Re: Chicken Soup for the Soul

Moorad Alexanian (alexanian@UNCWIL.EDU)
Wed, 03 Dec 1997 13:40:18 -0500 (EST)

At 10:50 AM 12/3/97 -0600, George Andrews wrote:
>
>
>Moorad Alexanian wrote:
>
>>
>>
>> There is a connection that I have never been able to fathom and that is the
>> notion of deterministic chaos and an omniscient God. We cannot make long
>> term predictions in such systems, which are indeed purely deterministic, and
>> must rely instead on probabilistic notions to make long range predictions.
>> Is this a possible connection to our viewing events as random while there
>> are indeed determined and somehow known to God?
>>
>> Moorad
>
> Actually, the problem of classical indeterminism resides in humanity's
>incomplete knowledge or control of initial (boundary) conditions; as one author
>has said "you would have to be a god" in order to know the initial
conditions to
>the precision needed for strict predictability. However, an omniscient God - by
>definition - does have such knowledge; hence the connection you search for
is in
>transcendence.

I was mainly thinking of systems which are very sensitive to initial
conditions. Therefore, the inability to make long-range predictions is true
even if one were to know the initial conditions exactly.

>However, it is also important for us to distinguish between epistemological
>(classical) notions of chance and ontological (quantum?) notions. The
former is a
>product of human ignorance and is what you are referring to but is inapplicable
>to the more fundamental quantum theory where the very notion of a particle's
>trajectory (spatiotemporal evolution) is inadmissible. In other words,
there is a
>fundamental uncertainty to nature that forbids complete knowledge of all
physical
>attributes. However, this uncertainty is WELL understood and utilized to
actually
>extract information from nature! It is merely a consequence of the wave nature
>associated to particles which of course poses no problem to God's omniscience.

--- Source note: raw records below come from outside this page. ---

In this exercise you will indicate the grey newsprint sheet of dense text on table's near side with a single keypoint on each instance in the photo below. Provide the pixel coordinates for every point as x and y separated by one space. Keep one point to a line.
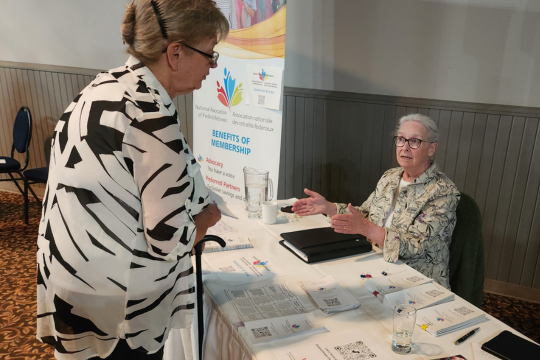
267 302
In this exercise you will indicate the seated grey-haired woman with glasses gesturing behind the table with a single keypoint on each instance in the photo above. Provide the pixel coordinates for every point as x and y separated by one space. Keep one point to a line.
412 212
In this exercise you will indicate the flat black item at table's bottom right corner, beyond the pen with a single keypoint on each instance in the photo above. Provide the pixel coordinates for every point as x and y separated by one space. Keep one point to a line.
509 346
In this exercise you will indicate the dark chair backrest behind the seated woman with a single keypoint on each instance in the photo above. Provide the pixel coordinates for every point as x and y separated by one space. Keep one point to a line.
467 252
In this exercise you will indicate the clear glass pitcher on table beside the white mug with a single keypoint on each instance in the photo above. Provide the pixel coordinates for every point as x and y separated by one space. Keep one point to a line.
259 188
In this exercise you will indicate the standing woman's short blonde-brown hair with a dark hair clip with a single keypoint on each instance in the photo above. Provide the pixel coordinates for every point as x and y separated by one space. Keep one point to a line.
188 21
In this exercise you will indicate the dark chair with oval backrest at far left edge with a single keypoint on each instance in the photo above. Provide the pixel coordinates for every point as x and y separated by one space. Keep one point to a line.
22 134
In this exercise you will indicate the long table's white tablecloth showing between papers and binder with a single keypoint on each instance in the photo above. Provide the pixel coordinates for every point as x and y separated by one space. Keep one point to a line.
227 339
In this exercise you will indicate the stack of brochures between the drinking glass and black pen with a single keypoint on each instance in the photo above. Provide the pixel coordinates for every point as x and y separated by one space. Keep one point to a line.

I use deterministic chaos as an example where to us things appear to be
governed by randomness whereas they are really not chance events at all. I
do realize that quantum mechanics does introduce probabilistic concepts as
an inherent feature of nature. But can't we understand the origin of
Planck's constant as resulting from God's hands partially shaking when
creating the universe. [The former is partly on a humorous context but not
quite so either.] Quantum theory is not the final theory and so the
underlying laws of Nature must somehow be consistent with the omniscience of
God.

>On the notions of design, surly the most ingenious design an intelligent
designer
>(at least according to our understanding) could effect, is one that adapts
to its
>changing environment. Nature apparently achieves this via random exploration of
>possibilities until one is hit upon that maximizes or minimizes some
>characteristic such as "fitness", energy, or entropy. These "target"
>characteristics are found set in nature and therefore are, to me,
candidates for
>evidences of God's purposeful design. In other words, wy should nature minimize
>its energy and maximize its entropy in order to "survive" its environment?
Ans.:
>God said so!
>
>"Man casts the lot on the lap, but God determines the outcome" (Prov?)

However, such variational type of thinking in science always rises the
question on how light, for instance, "knows" that it must minimize the time
of transit through a material in its propagation through it.